Sim! Aqui está um inimigo poderoso. Ele é super eficaz para esconder o homem ou a mulher por trás das palavras bem colocadas e das reações corporais bem treinadas. Um amigo dia desses me disse algo curioso: comentou que alguém lhe aconselhou a fazer teatro para poder lidar melhor com as pessoas. Chegamos mesmo neste ponto? Convivemos com pessoas ou com autômatos? Marcará a Pós-Modernidade o fim da poesia? Pois a poesia revela almas, desnuda sentimentos, conecta corações e revela intenções. Nosso tempo, contudo, parece ter ojeriza à isso. Parece que essa tendência nos levou a rejeitar as pessoas como elas são de fato, já que convivemos apenas com estereótipos. Essa “estrutura” que as pessoas colocam sobre si mesmas todos os dias para sair de casa nem sempre é fácil de ser sustentada e mais cedo ou mais tarde, o homem ou a mulher por baixo dela virá à tona. E quando isso acontece, o choque se estabelece, pois se perceberá quem se é de fato. Relações verdadeiras são marcadas por transparência, cumplicidade, conflitos, compartilhamento, lágrimas, saudades, o reconhecimento de qualidades e de imperfeições. Utópico? Não! Ainda há pessoas que decidiram não se encaixar nesta “formatação”. Essa polidez “diplomática” chegou também no ambiente cristão. Não aceitamos que um homem de Deus e que uma mulher de Deus sejam um homem e uma mulher. Todos podem pecar, menos eles. Todos podem chorar, menos eles. Todos podem se irar, menos eles. Todos podem ter que lidar com impulsos, menos eles. Todos podem sangrar, menos eles. “É preciso manter o status quo”, dizem. Particularmente, defendo uma “Teologia pé no chão”. Eu, você e todos nós sabemos que isso simplesmente não funciona na prática. É muito belo até o discurso, mas os “brutos também amam”, Superman tem a kriptonita e todos sem exceção lidamos com algum tipo de limitação.
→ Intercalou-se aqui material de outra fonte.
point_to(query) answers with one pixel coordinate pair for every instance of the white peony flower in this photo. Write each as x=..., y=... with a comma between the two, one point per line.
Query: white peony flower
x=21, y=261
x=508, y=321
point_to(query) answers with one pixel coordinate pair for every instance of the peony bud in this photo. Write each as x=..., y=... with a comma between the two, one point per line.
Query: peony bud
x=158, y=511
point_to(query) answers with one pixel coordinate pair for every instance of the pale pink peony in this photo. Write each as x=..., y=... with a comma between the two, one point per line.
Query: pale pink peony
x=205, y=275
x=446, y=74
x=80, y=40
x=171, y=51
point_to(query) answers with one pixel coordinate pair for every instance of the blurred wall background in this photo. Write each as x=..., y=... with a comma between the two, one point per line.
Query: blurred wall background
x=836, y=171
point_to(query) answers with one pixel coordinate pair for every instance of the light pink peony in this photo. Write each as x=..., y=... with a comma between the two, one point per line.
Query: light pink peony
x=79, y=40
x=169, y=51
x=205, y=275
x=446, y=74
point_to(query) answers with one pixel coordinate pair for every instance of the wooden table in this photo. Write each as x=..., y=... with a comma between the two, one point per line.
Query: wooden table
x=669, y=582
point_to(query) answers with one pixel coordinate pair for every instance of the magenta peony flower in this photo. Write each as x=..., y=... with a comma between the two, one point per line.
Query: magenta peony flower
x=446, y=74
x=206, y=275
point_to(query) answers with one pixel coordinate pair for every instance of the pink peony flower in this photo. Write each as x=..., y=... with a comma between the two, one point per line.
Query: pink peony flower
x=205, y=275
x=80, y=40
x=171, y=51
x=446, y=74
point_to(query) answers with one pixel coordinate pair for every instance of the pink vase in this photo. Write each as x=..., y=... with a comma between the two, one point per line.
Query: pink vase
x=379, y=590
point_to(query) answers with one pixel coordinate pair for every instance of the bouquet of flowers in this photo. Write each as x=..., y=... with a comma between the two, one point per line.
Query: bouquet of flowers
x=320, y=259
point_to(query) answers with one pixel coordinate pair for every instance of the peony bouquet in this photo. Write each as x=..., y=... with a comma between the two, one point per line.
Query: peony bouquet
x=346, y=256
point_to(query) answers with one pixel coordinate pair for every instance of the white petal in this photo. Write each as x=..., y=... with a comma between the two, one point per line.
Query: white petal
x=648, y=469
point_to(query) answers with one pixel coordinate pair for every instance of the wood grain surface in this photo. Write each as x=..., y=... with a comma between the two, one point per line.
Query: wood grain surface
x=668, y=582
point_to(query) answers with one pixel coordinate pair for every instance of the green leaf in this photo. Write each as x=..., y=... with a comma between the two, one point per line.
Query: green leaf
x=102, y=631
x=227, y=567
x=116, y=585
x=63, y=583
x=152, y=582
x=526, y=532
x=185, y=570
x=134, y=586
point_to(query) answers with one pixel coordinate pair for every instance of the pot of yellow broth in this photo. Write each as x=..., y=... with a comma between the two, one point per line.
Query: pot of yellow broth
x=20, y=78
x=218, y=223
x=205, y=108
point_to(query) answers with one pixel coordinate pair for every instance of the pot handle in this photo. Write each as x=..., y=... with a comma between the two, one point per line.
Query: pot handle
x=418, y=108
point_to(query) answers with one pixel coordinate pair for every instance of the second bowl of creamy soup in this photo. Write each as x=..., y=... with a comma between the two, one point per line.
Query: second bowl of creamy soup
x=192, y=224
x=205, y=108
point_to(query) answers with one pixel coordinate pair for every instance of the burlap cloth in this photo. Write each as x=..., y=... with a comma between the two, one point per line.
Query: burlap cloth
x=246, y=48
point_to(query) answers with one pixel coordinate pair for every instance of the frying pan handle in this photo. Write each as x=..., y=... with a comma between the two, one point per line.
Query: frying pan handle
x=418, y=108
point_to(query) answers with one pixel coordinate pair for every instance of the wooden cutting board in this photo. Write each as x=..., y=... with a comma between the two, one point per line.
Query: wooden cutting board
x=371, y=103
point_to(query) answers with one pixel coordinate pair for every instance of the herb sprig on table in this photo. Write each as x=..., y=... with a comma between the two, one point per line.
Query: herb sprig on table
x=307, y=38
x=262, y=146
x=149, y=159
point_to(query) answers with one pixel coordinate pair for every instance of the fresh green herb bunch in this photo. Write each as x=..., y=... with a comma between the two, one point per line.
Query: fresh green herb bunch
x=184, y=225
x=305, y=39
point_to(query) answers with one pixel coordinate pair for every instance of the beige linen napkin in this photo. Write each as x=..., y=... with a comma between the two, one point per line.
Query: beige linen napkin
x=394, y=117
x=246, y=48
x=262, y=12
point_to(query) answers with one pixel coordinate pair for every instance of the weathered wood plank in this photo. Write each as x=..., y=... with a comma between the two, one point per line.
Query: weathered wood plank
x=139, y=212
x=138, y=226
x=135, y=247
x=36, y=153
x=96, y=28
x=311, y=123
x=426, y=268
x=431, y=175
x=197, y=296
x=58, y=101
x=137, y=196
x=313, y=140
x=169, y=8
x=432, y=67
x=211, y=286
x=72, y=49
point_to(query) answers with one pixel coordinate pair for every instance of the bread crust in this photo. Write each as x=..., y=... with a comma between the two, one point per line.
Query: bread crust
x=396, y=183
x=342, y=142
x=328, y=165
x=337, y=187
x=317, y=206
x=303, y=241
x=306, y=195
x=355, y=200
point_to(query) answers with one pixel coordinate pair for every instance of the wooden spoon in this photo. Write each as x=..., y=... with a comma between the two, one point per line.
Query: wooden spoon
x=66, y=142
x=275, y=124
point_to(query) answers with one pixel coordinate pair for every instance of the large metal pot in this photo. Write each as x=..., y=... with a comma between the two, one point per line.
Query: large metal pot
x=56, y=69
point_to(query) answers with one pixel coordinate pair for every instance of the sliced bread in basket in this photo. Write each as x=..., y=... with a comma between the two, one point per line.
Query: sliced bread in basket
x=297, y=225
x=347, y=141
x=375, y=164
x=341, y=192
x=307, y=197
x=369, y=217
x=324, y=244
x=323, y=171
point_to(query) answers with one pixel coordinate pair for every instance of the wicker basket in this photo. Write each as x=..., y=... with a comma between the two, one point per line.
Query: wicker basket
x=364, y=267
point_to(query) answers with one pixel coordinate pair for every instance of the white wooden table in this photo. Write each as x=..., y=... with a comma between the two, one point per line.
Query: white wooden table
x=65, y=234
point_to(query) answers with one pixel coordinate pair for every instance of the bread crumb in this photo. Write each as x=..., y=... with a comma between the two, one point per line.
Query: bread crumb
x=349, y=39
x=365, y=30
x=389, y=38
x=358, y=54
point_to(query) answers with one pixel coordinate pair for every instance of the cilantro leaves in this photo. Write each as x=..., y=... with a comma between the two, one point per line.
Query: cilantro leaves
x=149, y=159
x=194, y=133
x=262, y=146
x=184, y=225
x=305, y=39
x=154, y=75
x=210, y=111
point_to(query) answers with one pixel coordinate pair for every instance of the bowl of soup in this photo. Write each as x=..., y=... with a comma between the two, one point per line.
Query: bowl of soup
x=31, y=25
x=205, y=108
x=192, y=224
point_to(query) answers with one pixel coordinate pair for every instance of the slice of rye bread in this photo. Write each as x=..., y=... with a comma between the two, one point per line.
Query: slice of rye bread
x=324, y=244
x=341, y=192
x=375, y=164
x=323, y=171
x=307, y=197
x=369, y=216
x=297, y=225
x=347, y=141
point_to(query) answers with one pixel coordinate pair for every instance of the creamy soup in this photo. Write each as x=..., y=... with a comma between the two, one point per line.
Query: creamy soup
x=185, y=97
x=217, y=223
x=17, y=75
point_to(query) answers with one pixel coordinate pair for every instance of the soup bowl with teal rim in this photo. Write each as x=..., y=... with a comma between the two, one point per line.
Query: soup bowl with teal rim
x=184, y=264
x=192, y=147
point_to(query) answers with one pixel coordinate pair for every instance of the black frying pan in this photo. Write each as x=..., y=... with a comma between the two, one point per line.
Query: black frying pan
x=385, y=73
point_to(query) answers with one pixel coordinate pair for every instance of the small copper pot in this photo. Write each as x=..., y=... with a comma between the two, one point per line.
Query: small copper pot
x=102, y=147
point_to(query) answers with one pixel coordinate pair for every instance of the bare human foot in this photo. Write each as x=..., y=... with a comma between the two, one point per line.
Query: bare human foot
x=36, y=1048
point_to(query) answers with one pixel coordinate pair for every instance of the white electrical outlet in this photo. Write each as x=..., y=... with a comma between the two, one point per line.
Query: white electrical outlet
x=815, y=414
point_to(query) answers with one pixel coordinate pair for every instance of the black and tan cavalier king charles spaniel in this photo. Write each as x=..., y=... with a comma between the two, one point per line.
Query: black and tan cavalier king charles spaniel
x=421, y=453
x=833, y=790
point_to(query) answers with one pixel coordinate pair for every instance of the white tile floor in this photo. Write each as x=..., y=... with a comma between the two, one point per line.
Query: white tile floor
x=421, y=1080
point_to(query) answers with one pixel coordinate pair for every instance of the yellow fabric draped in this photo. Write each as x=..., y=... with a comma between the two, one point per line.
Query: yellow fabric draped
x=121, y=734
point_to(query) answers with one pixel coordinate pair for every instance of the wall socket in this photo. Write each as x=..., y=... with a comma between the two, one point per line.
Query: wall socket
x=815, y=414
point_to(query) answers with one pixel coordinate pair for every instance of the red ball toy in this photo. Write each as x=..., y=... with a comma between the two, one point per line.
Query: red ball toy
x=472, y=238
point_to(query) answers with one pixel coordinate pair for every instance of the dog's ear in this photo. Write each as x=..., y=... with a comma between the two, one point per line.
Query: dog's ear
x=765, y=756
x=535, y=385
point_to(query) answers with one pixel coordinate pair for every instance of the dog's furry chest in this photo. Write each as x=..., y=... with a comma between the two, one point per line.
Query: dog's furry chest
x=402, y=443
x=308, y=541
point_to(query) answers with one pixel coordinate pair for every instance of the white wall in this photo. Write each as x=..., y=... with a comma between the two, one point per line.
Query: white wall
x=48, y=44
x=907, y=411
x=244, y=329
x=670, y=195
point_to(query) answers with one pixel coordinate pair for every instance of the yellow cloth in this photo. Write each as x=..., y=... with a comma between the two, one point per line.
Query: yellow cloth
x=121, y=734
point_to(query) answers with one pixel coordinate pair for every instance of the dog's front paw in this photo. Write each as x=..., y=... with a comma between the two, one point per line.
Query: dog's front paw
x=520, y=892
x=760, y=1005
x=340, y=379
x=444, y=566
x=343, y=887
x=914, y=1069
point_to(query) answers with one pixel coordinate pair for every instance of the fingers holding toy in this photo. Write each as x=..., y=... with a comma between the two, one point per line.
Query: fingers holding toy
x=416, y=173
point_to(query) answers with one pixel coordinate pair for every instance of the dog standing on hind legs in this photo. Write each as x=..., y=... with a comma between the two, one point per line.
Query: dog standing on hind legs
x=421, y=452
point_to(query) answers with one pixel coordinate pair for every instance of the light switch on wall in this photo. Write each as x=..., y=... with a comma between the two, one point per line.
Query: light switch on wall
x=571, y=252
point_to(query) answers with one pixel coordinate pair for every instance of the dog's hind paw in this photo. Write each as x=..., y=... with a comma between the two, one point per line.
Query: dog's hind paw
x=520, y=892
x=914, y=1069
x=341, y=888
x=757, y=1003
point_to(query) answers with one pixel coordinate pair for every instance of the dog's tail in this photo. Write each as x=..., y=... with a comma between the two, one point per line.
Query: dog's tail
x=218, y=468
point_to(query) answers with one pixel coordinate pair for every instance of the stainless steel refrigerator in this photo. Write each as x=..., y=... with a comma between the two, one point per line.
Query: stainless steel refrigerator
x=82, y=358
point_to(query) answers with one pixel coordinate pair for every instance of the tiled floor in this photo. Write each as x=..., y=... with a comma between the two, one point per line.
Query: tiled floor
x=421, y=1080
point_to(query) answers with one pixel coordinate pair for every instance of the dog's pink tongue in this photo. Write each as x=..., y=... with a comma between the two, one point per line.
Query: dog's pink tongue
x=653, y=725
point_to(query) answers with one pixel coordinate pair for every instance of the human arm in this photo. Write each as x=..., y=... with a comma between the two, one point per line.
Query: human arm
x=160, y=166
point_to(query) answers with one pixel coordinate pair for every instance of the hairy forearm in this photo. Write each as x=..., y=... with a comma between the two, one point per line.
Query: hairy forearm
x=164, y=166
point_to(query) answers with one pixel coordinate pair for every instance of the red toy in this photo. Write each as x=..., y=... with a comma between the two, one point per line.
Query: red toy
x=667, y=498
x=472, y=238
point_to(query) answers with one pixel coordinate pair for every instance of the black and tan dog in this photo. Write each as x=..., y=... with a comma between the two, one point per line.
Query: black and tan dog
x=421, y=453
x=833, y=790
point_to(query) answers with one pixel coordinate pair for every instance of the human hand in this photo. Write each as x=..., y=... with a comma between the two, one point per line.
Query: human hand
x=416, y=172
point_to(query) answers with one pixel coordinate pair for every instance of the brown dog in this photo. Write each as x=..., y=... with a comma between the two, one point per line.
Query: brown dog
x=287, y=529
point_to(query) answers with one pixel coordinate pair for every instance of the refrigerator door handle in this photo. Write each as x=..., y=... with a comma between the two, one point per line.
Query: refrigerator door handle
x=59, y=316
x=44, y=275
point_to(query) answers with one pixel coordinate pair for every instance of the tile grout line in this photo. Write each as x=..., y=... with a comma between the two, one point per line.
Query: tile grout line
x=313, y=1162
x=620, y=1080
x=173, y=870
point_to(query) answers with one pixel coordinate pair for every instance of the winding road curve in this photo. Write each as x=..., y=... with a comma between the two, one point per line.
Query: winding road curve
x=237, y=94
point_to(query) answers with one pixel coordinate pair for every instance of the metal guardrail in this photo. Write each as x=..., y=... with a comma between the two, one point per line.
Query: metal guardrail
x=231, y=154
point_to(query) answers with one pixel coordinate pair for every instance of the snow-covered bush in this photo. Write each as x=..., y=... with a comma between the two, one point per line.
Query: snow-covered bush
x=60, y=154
Essas e outras características delineiam a nossa sociedade, infelizmente. Uma sociedade que está doente e que de alguma forma nos adoece também, já que estamos inseridos nela. Todavia, precisamos ter coragem de ir na contramão dessas tendências. Podemos ser levados por essa “onda” ou decidir fazer a diferença por meio de hábitos e convicções que, embora contrários ao espírito de uma época, são libertadores. Essas convicções nos permitem ser pessoas livres dessas amarras tão doentias e pesadas. A convicção de que é necessário amar a Deus, ao próximo e ajudar de forma desinteressada. A convicção de que as pessoas podem errar, mas que podem ser curadas e restauradas. A convicção de que podemos sim nos relacionar com o outro de forma sincera e franca, visando o bem comum. Fazendo assim, certamente caminharemos como uma sociedade mais saudável. Por mais que toda ajuda profissional seja muito bem vinda, creio que voltar à uma vida simples, desprovida de tantas “armas” e mecanismos de defesa (e de ataque também!), continua sendo um caminho para sermos pessoas mais felizes e saudáveis emocionalmente.